Besides, not all can bank on Diwali bonuses to fund festive expenses, except for a few, like those working in the manufacturing sector.
These sectors usually give one month's or half a month's basic salary as bonus during Diwali, which they adjust with the annual bonus at the end of year.
For example, say you are supposed to get Rs 10,000 as annual bonus and you get Rs 1,000 at Diwali. At the end of the year, you will get the remaining amount (Rs 9, 000) as your annual bonus.
For the rest, the option is to liquidate existing investments or take fresh liabilities. Financial planners clearly favour the former.
Their reason: Investments can always be built again. Opting for loans means an additional debt burden that could derail your other finances.
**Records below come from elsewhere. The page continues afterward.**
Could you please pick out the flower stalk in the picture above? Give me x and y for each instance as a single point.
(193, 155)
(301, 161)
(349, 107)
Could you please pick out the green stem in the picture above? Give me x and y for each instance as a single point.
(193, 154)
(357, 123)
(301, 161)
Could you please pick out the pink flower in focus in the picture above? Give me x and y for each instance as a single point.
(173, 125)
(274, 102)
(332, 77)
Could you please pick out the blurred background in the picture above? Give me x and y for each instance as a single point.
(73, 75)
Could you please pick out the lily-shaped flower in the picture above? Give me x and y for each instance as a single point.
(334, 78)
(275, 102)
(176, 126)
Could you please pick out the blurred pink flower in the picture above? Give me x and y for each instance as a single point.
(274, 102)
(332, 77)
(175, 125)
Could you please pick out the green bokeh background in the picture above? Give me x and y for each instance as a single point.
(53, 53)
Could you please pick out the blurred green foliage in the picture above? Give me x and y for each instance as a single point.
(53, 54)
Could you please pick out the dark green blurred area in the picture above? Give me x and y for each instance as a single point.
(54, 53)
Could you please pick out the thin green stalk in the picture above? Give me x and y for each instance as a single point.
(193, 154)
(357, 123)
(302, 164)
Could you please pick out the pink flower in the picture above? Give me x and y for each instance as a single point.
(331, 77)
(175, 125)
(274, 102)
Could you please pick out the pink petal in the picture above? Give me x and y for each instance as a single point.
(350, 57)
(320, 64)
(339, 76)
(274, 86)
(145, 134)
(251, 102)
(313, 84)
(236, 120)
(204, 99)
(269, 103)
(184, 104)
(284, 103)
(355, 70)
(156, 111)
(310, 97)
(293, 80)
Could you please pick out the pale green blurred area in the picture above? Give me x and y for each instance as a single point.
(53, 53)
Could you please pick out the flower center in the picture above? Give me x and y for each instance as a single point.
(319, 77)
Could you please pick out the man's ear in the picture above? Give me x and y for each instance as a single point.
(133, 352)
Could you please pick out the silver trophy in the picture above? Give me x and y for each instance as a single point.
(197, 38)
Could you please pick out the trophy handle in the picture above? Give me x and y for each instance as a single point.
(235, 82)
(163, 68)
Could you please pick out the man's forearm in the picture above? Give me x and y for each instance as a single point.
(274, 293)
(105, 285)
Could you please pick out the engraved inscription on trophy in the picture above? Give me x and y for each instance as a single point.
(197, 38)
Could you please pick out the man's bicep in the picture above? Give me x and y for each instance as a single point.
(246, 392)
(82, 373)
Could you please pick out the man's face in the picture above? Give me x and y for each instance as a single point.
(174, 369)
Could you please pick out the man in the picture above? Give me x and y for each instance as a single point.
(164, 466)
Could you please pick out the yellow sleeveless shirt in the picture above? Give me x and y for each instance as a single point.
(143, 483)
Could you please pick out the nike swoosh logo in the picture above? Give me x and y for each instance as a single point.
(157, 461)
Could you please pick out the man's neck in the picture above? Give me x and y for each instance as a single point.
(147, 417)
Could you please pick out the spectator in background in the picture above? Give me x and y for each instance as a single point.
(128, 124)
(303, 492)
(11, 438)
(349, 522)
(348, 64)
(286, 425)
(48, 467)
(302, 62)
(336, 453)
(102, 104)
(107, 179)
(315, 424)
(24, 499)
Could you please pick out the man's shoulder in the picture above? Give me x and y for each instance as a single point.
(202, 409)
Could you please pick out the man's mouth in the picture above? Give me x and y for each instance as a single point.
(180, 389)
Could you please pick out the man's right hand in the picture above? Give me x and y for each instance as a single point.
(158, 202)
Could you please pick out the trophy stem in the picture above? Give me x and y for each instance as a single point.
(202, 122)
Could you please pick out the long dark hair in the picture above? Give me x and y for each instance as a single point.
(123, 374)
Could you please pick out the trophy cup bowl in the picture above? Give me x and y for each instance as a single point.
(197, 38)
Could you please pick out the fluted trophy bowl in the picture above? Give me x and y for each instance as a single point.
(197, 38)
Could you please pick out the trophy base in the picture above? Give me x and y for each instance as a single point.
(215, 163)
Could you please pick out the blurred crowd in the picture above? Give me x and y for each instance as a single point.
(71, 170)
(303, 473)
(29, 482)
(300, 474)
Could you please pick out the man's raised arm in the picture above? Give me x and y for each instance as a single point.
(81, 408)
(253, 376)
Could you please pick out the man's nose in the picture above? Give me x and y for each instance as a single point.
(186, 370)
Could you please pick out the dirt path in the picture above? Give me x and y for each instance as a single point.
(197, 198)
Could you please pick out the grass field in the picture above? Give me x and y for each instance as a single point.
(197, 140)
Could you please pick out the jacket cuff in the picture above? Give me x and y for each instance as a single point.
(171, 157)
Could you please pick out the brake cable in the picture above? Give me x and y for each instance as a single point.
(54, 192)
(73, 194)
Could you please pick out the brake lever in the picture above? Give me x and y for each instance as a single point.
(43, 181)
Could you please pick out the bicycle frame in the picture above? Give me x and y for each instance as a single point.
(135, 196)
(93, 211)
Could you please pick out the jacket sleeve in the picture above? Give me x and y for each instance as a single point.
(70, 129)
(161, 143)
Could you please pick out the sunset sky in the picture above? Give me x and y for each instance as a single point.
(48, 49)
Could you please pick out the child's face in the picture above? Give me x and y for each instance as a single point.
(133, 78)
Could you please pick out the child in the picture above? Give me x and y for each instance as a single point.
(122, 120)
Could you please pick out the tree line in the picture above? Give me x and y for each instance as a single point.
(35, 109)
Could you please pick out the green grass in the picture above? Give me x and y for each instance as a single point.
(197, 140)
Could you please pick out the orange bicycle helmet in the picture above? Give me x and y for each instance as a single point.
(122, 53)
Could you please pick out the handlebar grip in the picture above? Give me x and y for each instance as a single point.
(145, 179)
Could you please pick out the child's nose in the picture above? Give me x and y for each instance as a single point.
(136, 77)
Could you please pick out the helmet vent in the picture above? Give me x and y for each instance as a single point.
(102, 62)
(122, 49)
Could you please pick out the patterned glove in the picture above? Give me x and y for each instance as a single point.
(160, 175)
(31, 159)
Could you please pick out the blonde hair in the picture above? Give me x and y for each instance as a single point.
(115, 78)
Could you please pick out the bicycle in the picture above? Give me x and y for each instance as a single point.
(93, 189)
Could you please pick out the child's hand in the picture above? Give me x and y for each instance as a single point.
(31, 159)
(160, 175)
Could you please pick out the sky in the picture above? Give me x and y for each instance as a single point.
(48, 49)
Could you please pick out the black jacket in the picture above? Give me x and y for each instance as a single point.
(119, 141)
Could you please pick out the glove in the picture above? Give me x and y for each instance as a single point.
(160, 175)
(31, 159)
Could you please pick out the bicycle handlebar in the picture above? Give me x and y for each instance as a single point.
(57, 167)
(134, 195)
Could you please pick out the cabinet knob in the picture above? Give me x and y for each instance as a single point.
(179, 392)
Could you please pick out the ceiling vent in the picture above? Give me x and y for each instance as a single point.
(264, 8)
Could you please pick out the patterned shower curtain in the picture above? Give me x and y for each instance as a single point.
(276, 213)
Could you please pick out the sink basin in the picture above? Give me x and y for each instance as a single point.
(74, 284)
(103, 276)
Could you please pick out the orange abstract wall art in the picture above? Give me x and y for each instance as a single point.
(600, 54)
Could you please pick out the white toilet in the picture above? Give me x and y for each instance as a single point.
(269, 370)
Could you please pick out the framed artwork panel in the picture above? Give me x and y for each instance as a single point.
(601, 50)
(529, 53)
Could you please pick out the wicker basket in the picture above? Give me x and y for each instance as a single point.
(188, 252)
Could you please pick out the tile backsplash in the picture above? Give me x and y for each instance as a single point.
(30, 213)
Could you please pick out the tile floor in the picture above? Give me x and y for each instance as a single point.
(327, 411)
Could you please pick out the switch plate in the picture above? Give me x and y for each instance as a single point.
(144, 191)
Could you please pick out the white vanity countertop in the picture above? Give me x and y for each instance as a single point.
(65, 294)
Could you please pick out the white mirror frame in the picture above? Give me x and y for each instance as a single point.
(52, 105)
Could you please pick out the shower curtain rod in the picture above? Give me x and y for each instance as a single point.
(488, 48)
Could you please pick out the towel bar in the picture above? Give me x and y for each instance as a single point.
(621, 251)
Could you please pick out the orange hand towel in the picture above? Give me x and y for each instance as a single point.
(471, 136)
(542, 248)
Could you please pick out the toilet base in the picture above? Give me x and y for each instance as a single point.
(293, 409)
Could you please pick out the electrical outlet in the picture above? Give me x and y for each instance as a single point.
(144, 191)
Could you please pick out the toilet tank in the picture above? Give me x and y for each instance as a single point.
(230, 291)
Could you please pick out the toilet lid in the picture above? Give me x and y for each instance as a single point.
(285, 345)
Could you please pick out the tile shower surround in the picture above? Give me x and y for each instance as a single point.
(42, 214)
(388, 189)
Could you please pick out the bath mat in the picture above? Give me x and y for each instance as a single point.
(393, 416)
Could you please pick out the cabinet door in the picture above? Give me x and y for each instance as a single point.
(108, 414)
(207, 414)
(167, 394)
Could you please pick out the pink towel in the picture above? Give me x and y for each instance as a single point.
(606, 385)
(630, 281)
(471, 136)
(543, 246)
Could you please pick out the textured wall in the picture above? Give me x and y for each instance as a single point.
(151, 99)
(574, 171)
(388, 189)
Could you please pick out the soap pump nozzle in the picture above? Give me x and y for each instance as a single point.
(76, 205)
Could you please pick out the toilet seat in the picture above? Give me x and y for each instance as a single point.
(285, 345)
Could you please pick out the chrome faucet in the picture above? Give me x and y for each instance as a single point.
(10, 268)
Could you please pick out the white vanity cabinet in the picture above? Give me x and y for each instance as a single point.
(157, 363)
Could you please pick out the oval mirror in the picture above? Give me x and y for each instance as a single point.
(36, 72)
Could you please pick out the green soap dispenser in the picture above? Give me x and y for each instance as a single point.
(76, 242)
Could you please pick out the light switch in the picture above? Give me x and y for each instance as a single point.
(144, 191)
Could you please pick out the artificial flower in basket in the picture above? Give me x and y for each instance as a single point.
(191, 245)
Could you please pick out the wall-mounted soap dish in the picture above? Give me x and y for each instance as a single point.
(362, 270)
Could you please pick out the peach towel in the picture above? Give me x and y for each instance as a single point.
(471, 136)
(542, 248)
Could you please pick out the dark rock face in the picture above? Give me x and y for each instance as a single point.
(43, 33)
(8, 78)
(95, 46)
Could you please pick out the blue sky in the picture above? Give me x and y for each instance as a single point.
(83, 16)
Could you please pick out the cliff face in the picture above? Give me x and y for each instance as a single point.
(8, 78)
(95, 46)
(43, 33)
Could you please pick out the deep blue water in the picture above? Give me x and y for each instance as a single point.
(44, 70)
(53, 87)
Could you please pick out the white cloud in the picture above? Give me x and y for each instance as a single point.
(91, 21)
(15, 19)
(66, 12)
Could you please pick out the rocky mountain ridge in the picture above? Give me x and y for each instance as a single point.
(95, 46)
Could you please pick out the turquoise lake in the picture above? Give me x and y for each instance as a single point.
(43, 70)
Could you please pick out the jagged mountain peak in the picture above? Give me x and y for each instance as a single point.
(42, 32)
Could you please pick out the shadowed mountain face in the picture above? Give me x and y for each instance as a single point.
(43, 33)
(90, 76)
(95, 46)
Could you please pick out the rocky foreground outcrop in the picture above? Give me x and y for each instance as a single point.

Also, festive expenses are discretionary expenses and can easily be curtailed.
While choosing instruments to liquidate, avoid those linked to specific goals like retirement or children's education.
"You can, instead, liquidate any ad hoc or wrong investments," says Sadique Neelgund, a certified financial planner. An example of ad hoc investments would be mutual fund investments made only for tax planning purposes (assuming the three-year lock-in period has been crossed).